В этом году Зиновьев защитил магистерскую диссертацию под названием «О начале, ходе и успехах критической Российской истории», которая была тотчас же издана в Москве. Статьи магистра появлялись в московских журналах — он писал по вопросам истории, искусства, литературы и педагогики. В этом же году он начал трудиться над учебником для студентов по всемирной истории. В пансионе он преподавал русский и латинский языки, всеобщую историю и географию. Всеми этими предметами Алексей Зиновьевич и занялся со своим новым учеником. Надо было в течение года пройти программу трех первых классов пансиона. Осенью 1828 года Лермонтов должен будет поступать в четвертый.
Немного склонный к полноте, оживленный, Зиновьев начинал урок прямо с порога. Ему было двадцать шесть лет, он намеревался изучить все и стать великим педагогом вроде Локка или Песталоцци — своих кумиров. Он любил поэзию и превосходно декламировал стихи Державина, Жуковского, Пушкина. Истинный поэт был для него и философом. Примером служили Шекспир, Шиллер и Гёте. Часто среди урока по русской грамматике или географии он отвлекался — мысль его, переходя с одного на другое, останавливалась на Шиллере или Гёте, и он до конца урока читал по-немецки их стихи.

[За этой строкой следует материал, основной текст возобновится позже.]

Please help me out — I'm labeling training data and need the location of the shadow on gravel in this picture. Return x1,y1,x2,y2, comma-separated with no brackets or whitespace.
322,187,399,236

От него Миша снова услышал о Байроне. Зиновьев принес как-то несколько номеров «Московского телеграфа» за текущий год и объявил, что здесь напечатаны великолепнейшие, первые таковые у нас, переводы из этого поэта — отрывки из стихотворной мистерии «Манфред» и поэма «Сон» в переводе некоего Михаила Вронченко, офицера, человека, видно, души необычайной. У Николая Полевого — поведал учитель — редактора «Московского телеграфа», имеется превосходный перевод его «Гамлета» Шекспира, отрывок из которого также был помещен в журнале. В сентябрьском номере «Московского телеграфа» — портрет Байрона, прекрасно гравированный, с воспроизведением подписи поэта. Гордый поворот красивой головы, открытая шея, складки темного плаща... Так вот он каков, автор «Шильонского узника»! Зиновьев оставил журналы Мише, и это оказалось для него самым захватывающим чтением. А как напоминает «Манфред» о Кавказе! И как понятна Мише любовь Манфреда к ночи:
Зажглися звезды; полный месяц встал Над снежными верхами гор. Прекрасно!.. Еще природа мне утешна; с ночью Я более сдружился, чем с людьми...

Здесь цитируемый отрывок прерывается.